Right now, we’re witnessing one of the most exciting periods on record for the Dubai real estate sector – along with economic stability that must be making other nations weep.

However, with a rapidly growing population the emirate’s property market could soon face an issue with undersupply of larger properties – three or more bedroom apartments, townhouses, and villas.

A simple statistic like the growth of schools from 17 to 220 since 2005 indicates that more families are moving to the emirate and staying put – leading to increased demand for homes with at least three bedrooms to accommodate children.

And as student enrollment across Dubai private schools reaches record highs, according to recent reports from Knowledge and Human Development Authority (KHDA), it does seem that demand for family friendly properties continues to increase.

Yet, will the supply of such units keep pace?

Many new Dubai developments continue to focus on smaller units, driven by a perception that they yield higher returns on investment. While this may be true in the short term, it overlooks longer term trends and the needs of an ever-growing population of expat families.

This situation also drives up prices for existing stock, making it increasingly difficult for middle income families to find affordable housing that meets their requirements. The lack of larger units could also impact the rental market. Families who can’t find suitable properties to buy may turn to renting, further tightening the market and driving up rents.

So, what’s the solution?

Dubai developers must recognise and respond to this growing demand for spacious family homes by reassessing their current development plans and prioritising the construction of larger units.

Policymakers also have a role to play in incentivising the development of such properties through zoning laws, tax breaks, and other measures that encourage builders to cater to this segment of the market.
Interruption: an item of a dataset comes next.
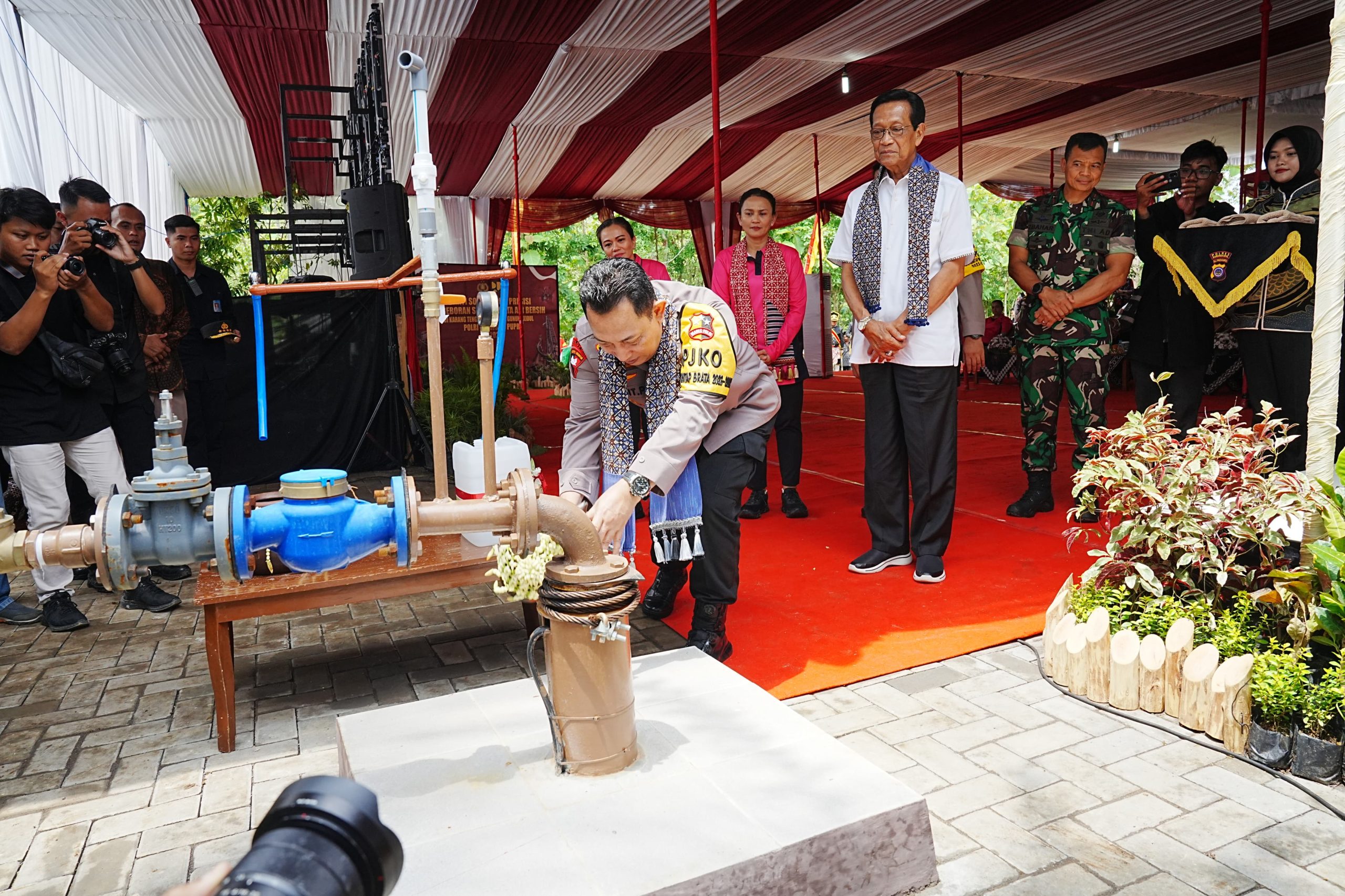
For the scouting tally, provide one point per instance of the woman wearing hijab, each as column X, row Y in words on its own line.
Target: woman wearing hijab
column 1274, row 325
column 763, row 283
To be fair, some developers have started to catch up with demand with recent launches such as The Heights Country Club & Wellness by Emaar (coming soon), Riverside by Damac, The Watercrest by Ellington, The Acres by Meraas, Haven and Athelon by Aldar, and Tilal al Ghaf by Majid Al Futtaim – all of which boast larger family-friendly homes. More are needed.

For investors keeping an eye on the Dubai market, this undersupply of larger units presents an opportunity, as a lower supply generally increases the chance for good capital appreciation and strong rental yields.

 

Investor opportunity

 

The current landscape is ripe with opportunity overall due to the rolling out of the ambitious Dubai Economic Agenda D33, which aims to almost double the economy over the next decade and establish the city among the top three global hubs for business and investment.

It has some eye-watering targets: increasing foreign trade to Dh25.6 trillion, foreign direct investment to Dh60 billion annually, government expenditures to Dh700 billion, private sector investments to Dh1 trillion, and enhancing domestic demand for goods and services to Dh3 trillion.

There are also efforts to push Dubai southwards in line with the gigantic new passenger terminal at Al Maktoum International Airport which will replace all operations at Dubai International (DXB) and hold the world’s largest capacity annually. It is predicted that around one million people will be living in Dubai South by 2040.

Indeed, Emaar has been putting its stamp in the south Dubai area with the announcement of four master communities in the pipeline. Savvy investors are already jumping at the chance with Riverside, Oasis, Haven, Athelon and Watercrest selling out within days.

In terms of apartments, as the Dubai population grows, and more families move here many could be priced out of townhouses and villas which will create demand for more two to three bedroom apartments which are in short supply. So, there’s a great opportunity for investors here too.

We are having conversations right now with astute investors making considered choices to identify the areas, payment plans and quality products, as well as the most lucrative choices based on what the data is indicating with these pockets of potential undersupply.

As ever with great investing, timing is everything.